My Letter

My first experience with death was when I was five years old, and my grandmother passed away.

My main memory of her was visiting with her in her bedroom, where she was connected to a big oxygen tank. She loved to sit by a window and work on a needlepoint piece and look at the outside world. She was sweet and kind.

The oxygen tank left a ring on the floor which is visible to this day, a reminder that Grandma was there.

When she passed away, her body rested in a coffin in the living room for a few days. I asked my daddy to hold me up so I could see her. I was struck with how peaceful and pretty she looked, and I reached out to touch her hair.

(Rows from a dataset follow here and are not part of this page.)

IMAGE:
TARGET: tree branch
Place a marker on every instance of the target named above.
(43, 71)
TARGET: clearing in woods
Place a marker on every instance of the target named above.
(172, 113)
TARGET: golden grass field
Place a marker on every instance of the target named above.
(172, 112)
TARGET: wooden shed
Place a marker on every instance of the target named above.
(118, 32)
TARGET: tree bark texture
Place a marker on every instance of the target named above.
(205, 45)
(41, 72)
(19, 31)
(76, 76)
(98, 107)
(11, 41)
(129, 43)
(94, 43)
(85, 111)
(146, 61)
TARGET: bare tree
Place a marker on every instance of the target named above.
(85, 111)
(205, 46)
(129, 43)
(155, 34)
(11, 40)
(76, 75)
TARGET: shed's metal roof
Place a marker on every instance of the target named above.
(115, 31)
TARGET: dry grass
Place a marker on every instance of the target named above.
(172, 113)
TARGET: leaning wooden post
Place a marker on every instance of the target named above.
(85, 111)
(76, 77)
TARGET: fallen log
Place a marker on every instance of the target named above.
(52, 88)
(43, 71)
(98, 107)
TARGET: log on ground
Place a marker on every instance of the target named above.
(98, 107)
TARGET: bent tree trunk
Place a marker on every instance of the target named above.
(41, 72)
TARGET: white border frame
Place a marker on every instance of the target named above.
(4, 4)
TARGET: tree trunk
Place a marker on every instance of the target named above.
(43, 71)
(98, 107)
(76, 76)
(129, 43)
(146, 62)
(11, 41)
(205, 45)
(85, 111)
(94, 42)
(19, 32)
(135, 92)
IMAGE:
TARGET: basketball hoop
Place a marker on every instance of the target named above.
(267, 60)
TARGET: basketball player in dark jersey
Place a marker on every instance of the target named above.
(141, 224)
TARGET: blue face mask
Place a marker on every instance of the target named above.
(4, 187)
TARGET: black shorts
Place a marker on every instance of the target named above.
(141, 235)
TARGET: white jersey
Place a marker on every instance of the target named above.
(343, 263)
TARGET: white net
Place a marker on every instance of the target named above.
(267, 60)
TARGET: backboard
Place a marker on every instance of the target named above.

Years later, after becoming a registered nurse, I remember standing at the bedside of a patient who was soon to pass away. I held his hand and realized that even though his eyes were open, he was seeing beyond this life. As he took his last breath, I was overcome by the feeling that he was not dead. Everything that made him who he was had gone somewhere else. The hand that I was holding was part of the "empty house" where he had resided for 87 years.

When my dad passed away, I continued to feel his presence for weeks.

One day while driving my car, I felt his presence so strongly that I pulled off the road and asked him for a sign that he was still present. All of a sudden, an owl flew right in front of my car! Now when I hear an owl hooting, I whisper to myself, "hello, Daddy!"

I firmly believe that loved ones who pass away are close by - maybe in the next room. They are gone to us, the living, but they are somewhere else.

Nancy Helms

Nancy Helms, Nurse Educator

This letter is part of the Death Letter Project - North Carolina, a means to celebrate the 150th anniversary of Historic Oakwood Cemetery in Raleigh, NC.